I’d been meaning to read some non-fiction about North Korea. I have one book on Kindle and there are others but this one struck my fancy through recommendations. And it was the right call. This one rocks.
As much as I enjoy a Battle Cry of Freedom-esque long history tome, I prefer something slimmer to give me an entry level view on a subject. That’s Anna Fifield’s work right here. She does a great job of pulling back the curtain to the Hermit Kingdom and its rulers, separating fact from fiction and giving the reader at least some understanding of what actually goes on in North Korea and where the country is heading under Kim Jong Un.
The history stuff is covered with just the right amount of detail to give me passing knowledge on how the state of North Korea came to be, particularly under Kim Il Sung.
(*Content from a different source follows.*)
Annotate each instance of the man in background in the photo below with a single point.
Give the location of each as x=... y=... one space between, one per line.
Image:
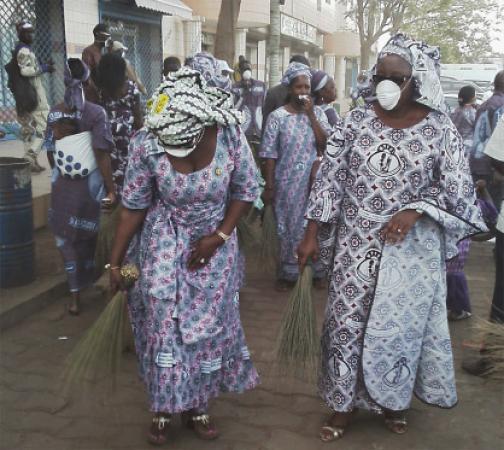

But more than that, it gave as accurate and honest of an accounting as to how the royal family (of a socialist paradise) actually functions. There’s no sensationalism, in part because there is no need but also because it gets away from the truth. There’s no way to know who exactly Kim Jong Un is but reading this helped me understand what molded him and what that might mean for the future.
Also, I really appreciate Fifield leaning on a thesis I’ve read from other North Korean experts…Kim Jong Un doesn’t want to destroy the world. He’s accumulating nuclear weapons so he’s not deposed by the US or China or South Korea. The fear of replacement is what seems to drive him and his predecessors to be antagonistic towards western powers and frenemy China.
That’s not to say Fifield is defending him. There are human rights abuses on practically every other page. But it does mean that the reader has a better understanding of how North Korea actually works. All in a concisely written, readable account that I would recommend to anyone.